The limited number of patients studied did certainly influence the magnitude of the mean error between the two methods. Moreover, RHC using thermodilution for CI determination may not be the ideal gold standard, as many factors, including tricuspid regurgitation, affect the accuracy of CI measurements 7. Future studies should compare cardiac output measurements using thermodilution, MRI and the Fick method.

Other data obtained using MRI image analysis also set interesting perspectives for its use.

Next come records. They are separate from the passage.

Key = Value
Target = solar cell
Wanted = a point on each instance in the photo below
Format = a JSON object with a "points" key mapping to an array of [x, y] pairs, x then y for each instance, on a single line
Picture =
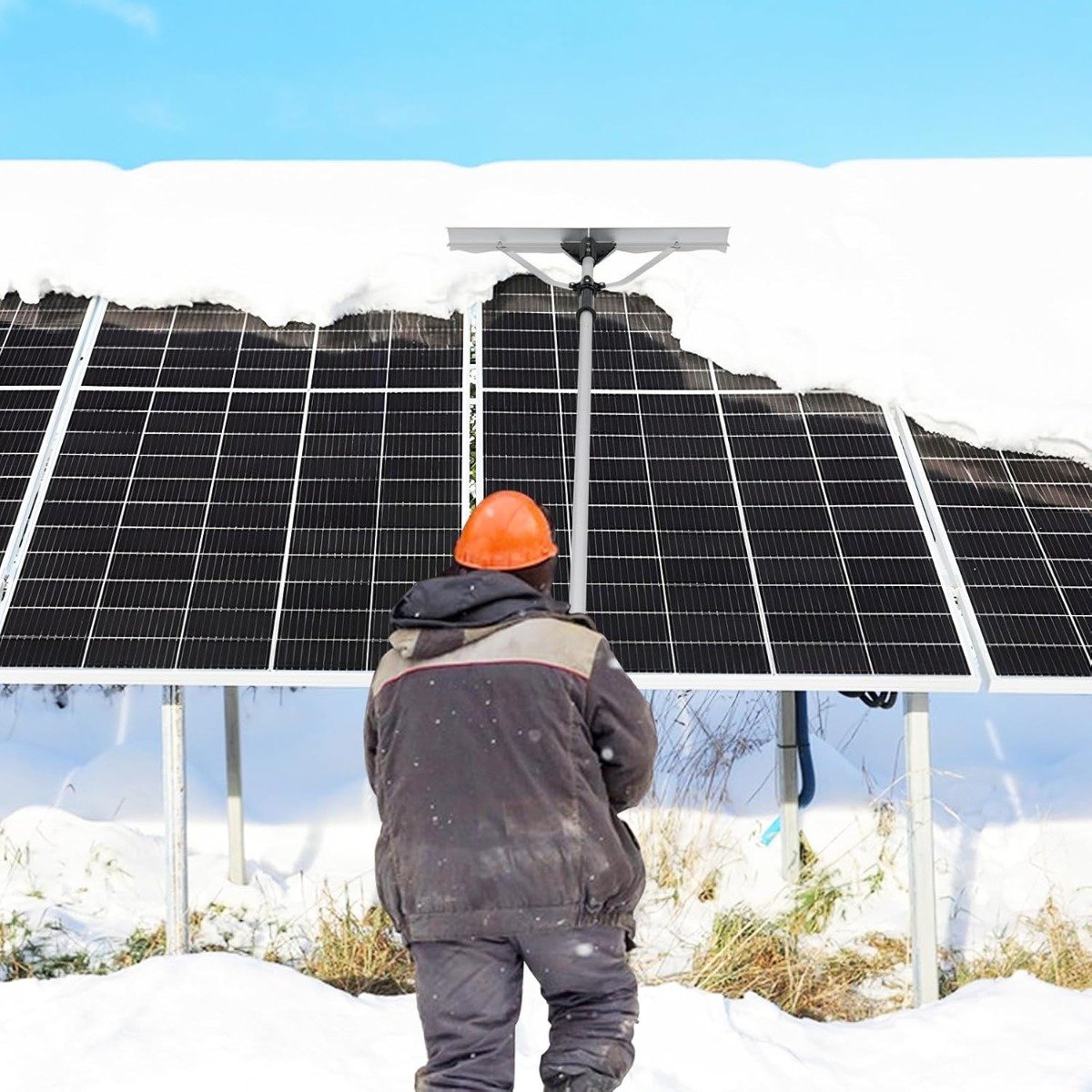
{"points": [[219, 503], [735, 529], [1020, 531]]}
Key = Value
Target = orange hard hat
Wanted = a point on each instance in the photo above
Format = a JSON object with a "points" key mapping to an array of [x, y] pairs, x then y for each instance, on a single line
{"points": [[507, 531]]}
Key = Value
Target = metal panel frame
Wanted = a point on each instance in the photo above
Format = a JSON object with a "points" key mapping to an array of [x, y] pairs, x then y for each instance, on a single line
{"points": [[470, 485], [992, 681], [27, 517], [647, 681], [944, 561], [551, 239]]}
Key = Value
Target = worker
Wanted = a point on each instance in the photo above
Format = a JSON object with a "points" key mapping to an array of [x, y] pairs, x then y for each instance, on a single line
{"points": [[502, 740]]}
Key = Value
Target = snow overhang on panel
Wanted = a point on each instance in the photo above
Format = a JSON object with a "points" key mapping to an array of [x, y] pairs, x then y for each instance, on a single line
{"points": [[959, 290]]}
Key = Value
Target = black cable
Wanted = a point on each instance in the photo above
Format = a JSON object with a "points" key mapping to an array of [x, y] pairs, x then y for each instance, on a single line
{"points": [[885, 699]]}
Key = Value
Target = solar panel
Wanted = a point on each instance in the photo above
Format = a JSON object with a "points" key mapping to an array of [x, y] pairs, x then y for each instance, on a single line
{"points": [[734, 529], [36, 345], [1020, 531], [233, 497]]}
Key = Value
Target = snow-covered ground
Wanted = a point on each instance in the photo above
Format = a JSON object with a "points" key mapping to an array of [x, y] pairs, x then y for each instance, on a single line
{"points": [[81, 861], [218, 1021], [81, 818], [956, 289]]}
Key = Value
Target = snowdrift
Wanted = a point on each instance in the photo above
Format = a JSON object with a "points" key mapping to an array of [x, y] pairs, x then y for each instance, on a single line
{"points": [[956, 289], [217, 1021]]}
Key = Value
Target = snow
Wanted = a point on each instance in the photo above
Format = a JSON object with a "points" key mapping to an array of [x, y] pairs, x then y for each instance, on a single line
{"points": [[956, 289], [81, 858], [81, 819], [219, 1020]]}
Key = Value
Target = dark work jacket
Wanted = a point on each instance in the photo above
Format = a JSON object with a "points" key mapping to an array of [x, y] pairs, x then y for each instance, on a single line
{"points": [[502, 737]]}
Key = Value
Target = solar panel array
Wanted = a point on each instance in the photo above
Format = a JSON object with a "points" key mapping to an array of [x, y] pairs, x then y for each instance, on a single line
{"points": [[1020, 529], [36, 345], [233, 496], [735, 529], [228, 496]]}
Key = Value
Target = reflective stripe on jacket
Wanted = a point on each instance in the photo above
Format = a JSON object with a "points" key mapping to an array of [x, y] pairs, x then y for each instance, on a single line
{"points": [[500, 754]]}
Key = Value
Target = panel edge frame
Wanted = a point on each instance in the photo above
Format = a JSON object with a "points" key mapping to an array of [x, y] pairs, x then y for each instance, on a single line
{"points": [[944, 557], [34, 496]]}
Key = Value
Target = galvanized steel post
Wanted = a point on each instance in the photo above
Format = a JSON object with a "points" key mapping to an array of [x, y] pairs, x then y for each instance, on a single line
{"points": [[789, 789], [236, 854], [922, 874], [174, 813], [582, 453]]}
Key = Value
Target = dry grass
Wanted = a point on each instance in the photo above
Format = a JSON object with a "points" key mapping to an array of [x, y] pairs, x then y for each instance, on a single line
{"points": [[782, 960], [1052, 947], [359, 954]]}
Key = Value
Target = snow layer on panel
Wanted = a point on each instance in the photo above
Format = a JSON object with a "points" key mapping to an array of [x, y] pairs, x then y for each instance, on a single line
{"points": [[956, 289]]}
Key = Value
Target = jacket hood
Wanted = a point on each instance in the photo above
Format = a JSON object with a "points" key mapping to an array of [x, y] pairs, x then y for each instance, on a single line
{"points": [[442, 614]]}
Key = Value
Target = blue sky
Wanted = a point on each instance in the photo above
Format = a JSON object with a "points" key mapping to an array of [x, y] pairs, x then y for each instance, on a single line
{"points": [[131, 81]]}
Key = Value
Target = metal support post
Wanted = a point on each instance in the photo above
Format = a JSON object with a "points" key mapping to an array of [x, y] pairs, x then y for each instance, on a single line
{"points": [[174, 813], [922, 877], [578, 554], [236, 855], [789, 789]]}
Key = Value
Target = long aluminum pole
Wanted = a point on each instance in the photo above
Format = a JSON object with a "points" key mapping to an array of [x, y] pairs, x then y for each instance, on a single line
{"points": [[789, 789], [236, 854], [923, 924], [582, 452], [174, 811]]}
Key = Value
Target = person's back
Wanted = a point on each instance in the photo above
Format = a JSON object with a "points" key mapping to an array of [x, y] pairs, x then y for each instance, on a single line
{"points": [[502, 737]]}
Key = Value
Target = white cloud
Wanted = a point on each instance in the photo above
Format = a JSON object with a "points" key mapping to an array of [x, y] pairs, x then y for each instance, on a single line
{"points": [[134, 14]]}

Significant correlations between RAP and RVEF, as well as P_pao and LVEF, show the relationships between ventricular pumps and upstream pressures, emphasising the potential ability of a noninvasive technique, such as MRI, in reflecting important prognostic markers in PAH patients, such as RAP.

Another interesting finding was the significant correlation between RVEF and LVEF. Previous studies in PAH patients have shown relationships between RV and LV volumes 18 and interventricular interdependence 29. The present findings regarding right and left ventricular function relationships are believed to reinforce the pathophysiological findings previously reported.

In conclusion, the present pilot prospective monocentre study indicates that noninvasive assessment of pulmonary artery distensibility using magnetic resonance imaging reflects the acute response pattern in idiopathic pulmonary arterial hypertension patients. These encouraging results, together with the prospect of using magnetic resonance imaging for haemodynamic measurements, should be confirmed in a larger prospective multicentre study.